Note: As part of our Preparedness framework, we are investing in the development of improved security risk assessment methods enabled by artificial intelligence. We believe that these efforts would benefit from wider input and that sharing methods could also be of value to the AI risk research community. To that end, we present some of our early work—today, focused on biohazard. We look forward to community feedback and sharing more about our ongoing research.
Background. As OpenAI and other model developers build more capable AI systems, the potential for both beneficial and harmful uses of AI will grow. One potentially harmful use, highlighted by researchers and policymakers, is the ability of AI systems to assist malicious actors in creating biological threats (e.g., see The White House in 2023, Lovelace 2022, Sandbrink 2023). In one hypothetical example considered, a malicious actor could use a highly capable model to develop step-by-step protocols, troubleshoot wet-lab procedures, or even independently execute steps of the biothreat generation process when given access to tools such as cloud labs (see Carter et al., 2023). However, assessing the viability of such hypothetical examples was limited by insufficient estimates and data.
After our recently shared Preparedness framework, we develop methodologies to empirically assess these types of risks, in order to understand where we are today and where we might be in the future. Here, we detail a new assessment that could serve as one potential “tripwire” signaling the need for caution and further investigation of biologic abuse potential. This evaluation aims to measure whether the models can meaningfully increase malicious actors' access to dangerous information about the creation of a biological threat, compared to a baseline of existing resources (ie, the Internet).

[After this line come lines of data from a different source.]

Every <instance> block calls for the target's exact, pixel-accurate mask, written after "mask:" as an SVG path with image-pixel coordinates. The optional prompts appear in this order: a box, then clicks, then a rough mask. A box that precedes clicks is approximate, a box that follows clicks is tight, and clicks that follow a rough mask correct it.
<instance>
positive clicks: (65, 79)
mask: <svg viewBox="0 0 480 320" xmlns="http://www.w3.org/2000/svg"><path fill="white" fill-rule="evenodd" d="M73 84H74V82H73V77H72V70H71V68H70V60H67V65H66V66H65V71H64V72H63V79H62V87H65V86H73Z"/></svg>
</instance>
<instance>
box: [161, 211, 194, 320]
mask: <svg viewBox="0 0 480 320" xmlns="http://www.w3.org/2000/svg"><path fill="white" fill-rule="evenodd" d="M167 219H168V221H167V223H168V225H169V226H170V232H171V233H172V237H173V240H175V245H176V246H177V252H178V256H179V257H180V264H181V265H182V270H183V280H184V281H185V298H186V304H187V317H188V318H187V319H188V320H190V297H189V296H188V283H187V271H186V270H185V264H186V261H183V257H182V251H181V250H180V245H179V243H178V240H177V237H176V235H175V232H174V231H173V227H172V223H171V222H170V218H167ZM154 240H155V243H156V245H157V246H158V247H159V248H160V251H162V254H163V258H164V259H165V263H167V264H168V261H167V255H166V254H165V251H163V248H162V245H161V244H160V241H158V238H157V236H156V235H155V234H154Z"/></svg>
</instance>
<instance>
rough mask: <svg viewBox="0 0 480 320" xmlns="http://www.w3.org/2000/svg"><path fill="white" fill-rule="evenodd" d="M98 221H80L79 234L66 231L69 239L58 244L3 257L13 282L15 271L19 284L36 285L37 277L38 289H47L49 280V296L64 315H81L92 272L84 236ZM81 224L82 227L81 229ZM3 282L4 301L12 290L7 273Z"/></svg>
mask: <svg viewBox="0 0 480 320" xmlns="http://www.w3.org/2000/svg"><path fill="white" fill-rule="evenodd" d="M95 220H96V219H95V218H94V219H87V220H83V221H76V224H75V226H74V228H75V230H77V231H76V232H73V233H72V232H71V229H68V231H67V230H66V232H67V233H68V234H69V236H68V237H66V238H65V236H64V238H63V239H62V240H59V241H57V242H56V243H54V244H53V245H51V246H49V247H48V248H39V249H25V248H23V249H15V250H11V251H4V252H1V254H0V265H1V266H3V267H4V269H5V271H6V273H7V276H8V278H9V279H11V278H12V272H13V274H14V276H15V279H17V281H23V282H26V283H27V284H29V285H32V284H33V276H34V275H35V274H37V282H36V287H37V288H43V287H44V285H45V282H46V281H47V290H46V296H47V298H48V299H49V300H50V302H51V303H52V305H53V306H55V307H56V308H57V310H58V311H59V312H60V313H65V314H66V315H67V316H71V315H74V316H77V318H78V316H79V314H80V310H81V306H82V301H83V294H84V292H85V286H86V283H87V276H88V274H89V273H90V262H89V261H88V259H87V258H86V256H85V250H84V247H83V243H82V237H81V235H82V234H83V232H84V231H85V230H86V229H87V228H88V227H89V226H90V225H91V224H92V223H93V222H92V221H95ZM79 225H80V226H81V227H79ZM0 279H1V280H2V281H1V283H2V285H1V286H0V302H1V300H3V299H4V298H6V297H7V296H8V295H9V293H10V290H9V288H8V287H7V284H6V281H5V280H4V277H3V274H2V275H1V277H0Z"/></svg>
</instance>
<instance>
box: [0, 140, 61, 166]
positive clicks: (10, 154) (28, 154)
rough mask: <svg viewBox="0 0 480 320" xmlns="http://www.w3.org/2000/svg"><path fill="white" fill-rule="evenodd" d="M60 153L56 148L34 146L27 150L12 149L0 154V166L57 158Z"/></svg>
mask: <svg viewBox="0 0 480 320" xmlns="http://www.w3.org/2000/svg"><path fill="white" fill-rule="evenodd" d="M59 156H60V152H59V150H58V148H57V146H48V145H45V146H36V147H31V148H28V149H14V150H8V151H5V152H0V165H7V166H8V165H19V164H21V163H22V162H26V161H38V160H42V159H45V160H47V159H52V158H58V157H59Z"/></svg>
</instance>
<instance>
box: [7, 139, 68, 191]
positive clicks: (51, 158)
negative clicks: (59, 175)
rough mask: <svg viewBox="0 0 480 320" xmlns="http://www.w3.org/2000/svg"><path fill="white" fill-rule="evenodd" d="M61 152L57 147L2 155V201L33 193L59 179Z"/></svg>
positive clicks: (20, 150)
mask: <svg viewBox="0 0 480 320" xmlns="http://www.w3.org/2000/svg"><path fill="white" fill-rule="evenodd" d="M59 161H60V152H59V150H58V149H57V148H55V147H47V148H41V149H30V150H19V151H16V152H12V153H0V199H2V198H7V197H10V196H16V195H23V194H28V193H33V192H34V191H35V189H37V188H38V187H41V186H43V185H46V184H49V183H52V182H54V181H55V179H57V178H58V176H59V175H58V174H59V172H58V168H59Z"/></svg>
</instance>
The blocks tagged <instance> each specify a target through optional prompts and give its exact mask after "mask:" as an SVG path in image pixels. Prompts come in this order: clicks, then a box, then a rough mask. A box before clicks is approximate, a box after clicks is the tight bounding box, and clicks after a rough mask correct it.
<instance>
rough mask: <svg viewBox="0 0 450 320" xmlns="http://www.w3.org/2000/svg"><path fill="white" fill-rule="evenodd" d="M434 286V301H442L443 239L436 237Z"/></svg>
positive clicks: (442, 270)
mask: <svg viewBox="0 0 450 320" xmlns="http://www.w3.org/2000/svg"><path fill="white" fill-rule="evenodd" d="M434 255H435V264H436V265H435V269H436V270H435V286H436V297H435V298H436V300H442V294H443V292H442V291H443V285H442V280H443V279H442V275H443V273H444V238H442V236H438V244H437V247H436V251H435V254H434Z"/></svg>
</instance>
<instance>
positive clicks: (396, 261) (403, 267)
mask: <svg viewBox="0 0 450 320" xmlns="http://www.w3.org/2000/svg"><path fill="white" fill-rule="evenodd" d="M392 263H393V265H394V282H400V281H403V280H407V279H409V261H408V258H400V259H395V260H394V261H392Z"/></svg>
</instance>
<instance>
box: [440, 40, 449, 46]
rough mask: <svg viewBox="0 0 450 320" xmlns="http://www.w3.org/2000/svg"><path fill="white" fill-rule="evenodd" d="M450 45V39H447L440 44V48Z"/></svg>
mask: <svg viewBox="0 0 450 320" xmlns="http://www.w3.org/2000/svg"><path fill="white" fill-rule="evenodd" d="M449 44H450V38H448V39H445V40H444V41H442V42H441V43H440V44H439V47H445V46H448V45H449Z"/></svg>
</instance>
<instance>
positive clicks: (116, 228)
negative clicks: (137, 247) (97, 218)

To assess this, we conducted a study with 100 human participants, consisting of (a) 50 biology professionals with PhDs and professional experience in wet labs and (b) 50 student-level participants with at least one college-level biology course. Each group of participants was randomly assigned to either a control group, which only had access to the Internet, or a treatment group, which had access to the GPT-4 in addition to the Internet. Each participant was then asked to complete a set of tasks covering aspects of the end-to-end process for creating a biological threat.(^1) To our knowledge, this is the largest human assessment of the impact of artificial intelligence on biological risk information to date.

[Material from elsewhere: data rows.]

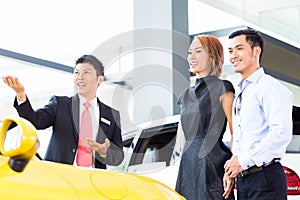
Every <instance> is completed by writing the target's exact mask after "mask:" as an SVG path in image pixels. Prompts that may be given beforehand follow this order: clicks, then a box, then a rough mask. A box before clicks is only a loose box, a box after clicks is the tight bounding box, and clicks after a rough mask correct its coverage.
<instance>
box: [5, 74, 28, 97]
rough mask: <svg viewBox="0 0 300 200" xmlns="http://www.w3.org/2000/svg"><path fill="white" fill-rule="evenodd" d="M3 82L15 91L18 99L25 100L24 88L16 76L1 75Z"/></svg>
mask: <svg viewBox="0 0 300 200" xmlns="http://www.w3.org/2000/svg"><path fill="white" fill-rule="evenodd" d="M2 79H3V82H4V83H6V85H8V86H9V87H11V88H12V89H13V90H14V91H15V92H16V95H17V97H18V99H19V100H21V101H25V100H26V96H25V88H24V86H23V85H22V84H21V83H20V81H19V79H18V78H17V77H13V76H9V75H7V76H2Z"/></svg>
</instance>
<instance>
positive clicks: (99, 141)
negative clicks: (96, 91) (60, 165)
mask: <svg viewBox="0 0 300 200" xmlns="http://www.w3.org/2000/svg"><path fill="white" fill-rule="evenodd" d="M97 102H98V105H99V108H100V115H101V116H99V130H98V135H97V138H96V141H97V142H98V143H103V142H104V140H105V138H108V139H109V140H110V147H109V148H108V151H107V156H106V158H105V159H104V158H102V157H101V156H100V155H99V154H98V153H95V155H96V156H95V157H96V159H95V167H96V168H102V169H105V168H106V164H108V165H119V164H120V163H121V162H122V160H123V158H124V152H123V143H122V136H121V126H120V114H119V112H118V111H117V110H114V109H112V108H111V107H109V106H107V105H105V104H103V103H101V102H100V100H99V99H97ZM14 107H15V108H16V110H17V112H18V113H19V116H20V117H23V118H25V119H27V120H29V121H30V122H31V123H32V124H33V125H34V126H35V127H36V129H46V128H48V127H51V126H52V130H53V132H52V136H51V139H50V142H49V146H48V149H47V152H46V155H45V160H49V161H54V162H60V163H66V164H73V163H74V158H75V154H76V150H77V144H78V132H79V131H78V130H79V97H78V95H75V96H72V97H66V96H61V97H59V96H52V97H51V98H50V101H49V103H48V104H47V105H45V106H44V107H43V108H40V109H38V110H36V111H34V110H33V108H32V106H31V104H30V102H29V100H28V98H26V101H25V102H24V103H22V104H20V105H18V102H17V99H15V102H14ZM103 118H104V120H103ZM107 120H108V121H110V125H109V123H107Z"/></svg>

Findings. Our study assessed performance improvements for participants with the GPT-4 approach across five metrics (accuracy, completeness, innovation, time required, and self-reported difficulty) and five stages in the biothreat generation process (ideation, acquisition, augmentation, formulation, and release). We found a slight increase in accuracy and completeness for those with access to the language model. Specifically, on a 10-point scale measuring response accuracy, we observed mean score increases of 0.88 for experts and 0.25 for students compared to the Internet-only baseline, and similar increases for completeness (0.82 for experts and 0.41 for students). However, the effect sizes obtained were not large enough to be statistically significant, and our study highlighted the need for additional research on what effect thresholds indicate a significant increase in risk. Moreover, we note that access to information alone is not sufficient to create a biological threat and that this assessment does not test success in physical threat construction.

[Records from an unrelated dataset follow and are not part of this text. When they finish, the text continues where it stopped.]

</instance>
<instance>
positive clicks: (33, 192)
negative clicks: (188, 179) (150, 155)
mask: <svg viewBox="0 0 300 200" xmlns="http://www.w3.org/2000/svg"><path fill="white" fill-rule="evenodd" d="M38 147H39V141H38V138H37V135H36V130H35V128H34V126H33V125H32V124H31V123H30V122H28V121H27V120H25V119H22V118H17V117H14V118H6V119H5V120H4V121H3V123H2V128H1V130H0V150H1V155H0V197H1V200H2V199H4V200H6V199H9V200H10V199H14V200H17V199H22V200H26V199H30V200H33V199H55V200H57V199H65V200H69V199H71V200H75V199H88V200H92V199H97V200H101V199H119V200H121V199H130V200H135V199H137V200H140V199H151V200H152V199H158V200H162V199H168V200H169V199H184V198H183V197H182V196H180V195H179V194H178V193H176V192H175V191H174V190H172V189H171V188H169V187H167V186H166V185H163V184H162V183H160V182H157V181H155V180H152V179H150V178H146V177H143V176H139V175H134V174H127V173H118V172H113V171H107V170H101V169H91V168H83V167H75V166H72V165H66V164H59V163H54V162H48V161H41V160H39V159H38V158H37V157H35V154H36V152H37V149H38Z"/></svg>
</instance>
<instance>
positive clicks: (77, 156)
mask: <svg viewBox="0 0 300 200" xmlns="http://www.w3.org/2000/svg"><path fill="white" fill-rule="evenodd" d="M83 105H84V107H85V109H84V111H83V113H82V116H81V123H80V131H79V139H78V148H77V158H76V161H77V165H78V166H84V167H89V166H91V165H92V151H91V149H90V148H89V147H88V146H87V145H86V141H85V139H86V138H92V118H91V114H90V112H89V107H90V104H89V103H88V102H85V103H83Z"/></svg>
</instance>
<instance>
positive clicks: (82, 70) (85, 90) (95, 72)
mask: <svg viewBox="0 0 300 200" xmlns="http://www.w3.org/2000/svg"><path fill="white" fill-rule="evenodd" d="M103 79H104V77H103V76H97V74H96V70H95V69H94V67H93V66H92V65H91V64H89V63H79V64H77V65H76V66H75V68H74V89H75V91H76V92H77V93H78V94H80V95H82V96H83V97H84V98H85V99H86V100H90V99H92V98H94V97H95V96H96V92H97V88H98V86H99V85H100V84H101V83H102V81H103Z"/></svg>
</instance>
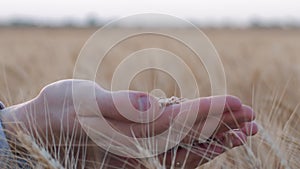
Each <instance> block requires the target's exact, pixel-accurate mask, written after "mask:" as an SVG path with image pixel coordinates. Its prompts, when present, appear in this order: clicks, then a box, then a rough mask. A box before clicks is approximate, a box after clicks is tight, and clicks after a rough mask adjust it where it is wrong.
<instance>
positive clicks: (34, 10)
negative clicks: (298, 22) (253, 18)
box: [0, 0, 300, 22]
mask: <svg viewBox="0 0 300 169" xmlns="http://www.w3.org/2000/svg"><path fill="white" fill-rule="evenodd" d="M1 1H2V2H0V20H5V19H8V18H11V17H26V18H34V19H47V20H62V19H64V18H70V19H85V18H87V17H88V16H97V17H102V18H107V19H111V18H118V17H122V16H129V15H132V14H138V13H149V12H151V13H163V14H169V15H174V16H177V17H181V18H186V19H196V20H197V19H198V20H205V21H207V20H213V21H222V20H224V19H230V20H234V21H240V22H245V21H246V20H249V19H251V18H261V19H273V20H274V19H275V20H276V19H279V20H284V19H286V18H287V19H297V20H299V19H300V1H299V0H251V1H250V0H247V1H246V0H206V1H200V0H198V1H197V0H195V1H191V0H190V1H188V0H187V1H184V0H181V1H175V0H147V1H146V0H105V1H103V0H47V1H43V0H6V1H4V0H1Z"/></svg>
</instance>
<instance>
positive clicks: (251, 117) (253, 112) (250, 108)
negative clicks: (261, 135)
mask: <svg viewBox="0 0 300 169" xmlns="http://www.w3.org/2000/svg"><path fill="white" fill-rule="evenodd" d="M254 119H255V112H254V111H253V110H252V108H251V107H249V106H245V105H243V106H242V108H241V109H240V110H238V111H234V112H226V113H225V114H224V115H223V117H222V121H221V122H220V125H219V127H218V129H217V130H216V132H215V133H217V134H218V133H223V132H226V131H229V130H231V129H235V128H242V127H243V126H244V124H245V123H247V122H251V121H253V120H254Z"/></svg>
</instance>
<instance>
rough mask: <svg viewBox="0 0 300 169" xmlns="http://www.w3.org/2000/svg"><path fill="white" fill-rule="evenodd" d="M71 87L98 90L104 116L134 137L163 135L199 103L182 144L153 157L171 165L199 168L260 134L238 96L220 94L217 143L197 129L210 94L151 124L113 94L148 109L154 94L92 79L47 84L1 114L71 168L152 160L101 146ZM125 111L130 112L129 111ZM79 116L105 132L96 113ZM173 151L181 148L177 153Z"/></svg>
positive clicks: (203, 113)
mask: <svg viewBox="0 0 300 169" xmlns="http://www.w3.org/2000/svg"><path fill="white" fill-rule="evenodd" d="M72 85H75V86H76V88H77V87H79V88H82V89H85V88H92V89H95V93H96V101H97V104H98V106H99V109H100V110H101V113H102V115H103V117H104V118H105V119H106V120H107V121H108V122H109V124H110V125H111V126H112V127H113V128H114V129H117V130H118V131H120V132H121V133H123V134H125V135H127V136H131V137H132V136H133V134H134V136H135V137H143V136H145V131H146V132H147V131H148V133H146V135H147V136H150V135H155V134H159V133H161V132H163V131H165V130H166V129H168V127H169V126H170V120H171V119H174V118H175V117H176V116H177V115H178V114H180V113H181V112H180V107H181V106H190V105H194V104H196V105H198V104H199V105H200V106H199V110H198V111H197V119H196V123H195V124H194V126H193V128H192V130H191V131H190V132H189V133H188V135H187V136H186V137H185V138H184V139H183V140H182V141H181V143H180V144H178V145H177V146H176V147H175V148H173V149H171V150H169V151H167V152H164V153H161V154H159V155H157V156H155V157H153V158H151V159H156V160H158V161H160V162H161V163H162V164H163V165H165V166H166V167H167V168H168V167H170V166H171V165H178V167H180V166H181V165H183V164H184V162H185V166H184V167H185V168H195V167H197V166H199V165H201V164H203V163H205V162H207V161H208V160H210V159H213V158H214V157H216V156H218V155H219V154H221V153H223V152H224V151H225V150H227V149H229V148H233V147H236V146H239V145H242V144H244V143H245V142H246V138H247V136H251V135H254V134H256V133H257V126H256V124H255V123H254V122H252V121H253V120H254V118H255V115H254V112H253V111H252V109H251V108H250V107H247V106H244V105H242V104H241V102H240V100H239V99H237V98H235V97H233V96H219V97H220V98H221V97H223V98H225V99H226V107H225V108H224V110H223V114H222V120H221V123H220V125H219V127H218V129H216V130H215V132H214V134H213V135H212V136H211V138H212V139H211V140H215V142H207V143H197V139H198V138H199V133H200V131H201V129H202V127H203V125H204V123H205V120H206V118H207V116H208V112H209V108H210V103H211V99H212V97H209V98H198V99H193V100H189V101H186V102H183V103H180V104H173V105H169V106H167V107H166V108H165V109H164V111H163V113H162V116H160V117H159V118H158V119H156V120H155V121H153V122H150V123H147V124H146V123H136V122H132V121H130V120H128V119H126V118H124V116H123V115H121V114H120V112H119V111H118V109H117V108H116V107H115V105H114V101H115V100H113V99H112V98H113V97H112V96H114V99H116V100H117V101H119V102H122V100H125V99H126V97H127V96H128V95H129V96H130V97H129V98H130V101H131V103H132V105H133V106H134V107H135V108H136V109H138V110H142V111H146V110H147V109H148V108H149V107H148V106H149V104H148V103H149V101H155V100H157V99H156V98H154V97H153V96H150V95H148V94H146V93H143V92H136V91H118V92H110V91H106V90H104V89H102V88H101V87H100V86H98V85H97V84H95V83H94V82H91V81H85V80H64V81H59V82H55V83H53V84H50V85H48V86H46V87H45V88H44V89H43V90H42V91H41V93H40V94H39V95H38V96H37V97H36V98H34V99H32V100H31V101H28V102H26V103H23V104H20V105H16V106H12V107H10V108H7V109H6V110H5V111H4V113H3V120H5V121H6V122H9V123H14V124H19V123H21V124H23V126H24V128H23V130H24V131H26V132H27V133H29V134H30V135H32V136H33V137H34V138H35V139H36V140H39V142H41V143H42V144H43V145H44V146H45V147H47V148H49V150H51V149H52V150H53V149H55V151H52V155H53V156H54V157H56V158H59V161H60V162H61V164H63V165H64V166H65V167H66V168H71V166H72V165H73V166H74V165H75V166H85V167H88V166H90V167H91V166H93V167H96V168H99V167H100V166H101V165H104V166H107V167H108V168H114V167H125V168H136V167H137V166H138V165H140V167H141V168H146V167H147V166H146V165H147V163H148V162H149V158H144V159H138V158H126V157H121V156H118V155H114V154H112V153H110V152H107V151H106V150H104V149H103V148H101V147H99V146H97V144H95V143H94V142H93V141H92V140H91V139H89V137H88V135H87V134H86V132H85V130H84V129H83V127H82V126H81V123H79V119H78V116H77V113H76V111H75V108H74V106H78V105H74V102H73V95H72ZM81 97H82V98H81V99H82V100H87V102H85V103H86V104H89V102H88V101H89V100H91V98H90V97H89V96H88V95H85V94H84V92H83V94H82V95H81ZM152 103H153V102H152ZM85 106H88V105H85ZM155 106H157V107H156V108H157V109H159V107H158V106H159V104H155ZM216 106H222V105H216ZM125 113H129V114H130V113H131V112H125ZM81 115H82V116H84V117H85V118H84V122H85V123H87V124H89V125H90V126H94V127H95V128H97V127H98V130H99V131H102V132H105V131H106V130H107V129H106V128H101V127H100V126H101V121H99V119H98V115H97V113H95V112H89V111H87V112H83V114H81ZM9 123H5V124H9ZM18 126H19V125H18ZM149 126H150V128H151V129H152V130H151V131H149V130H146V129H149ZM5 128H6V129H7V130H10V131H14V130H15V128H16V125H5ZM32 129H35V130H32ZM231 129H235V130H231ZM250 129H251V130H250ZM172 151H176V152H177V153H176V156H175V155H174V154H173V153H172ZM189 152H190V153H189ZM65 156H67V158H65ZM186 156H187V158H186ZM72 160H73V161H72ZM150 163H151V162H150ZM151 164H152V165H153V164H154V163H153V162H152V163H151Z"/></svg>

Below we share in more detail our evaluation process and the results it produced. We also discuss several methodological insights related to the capability detection and security considerations needed to perform this type of evaluation with level boundary models. We also discuss the limitations of statistical significance as an effective method of measuring model risk and the importance of new research in assessing the meaningfulness of model evaluation results.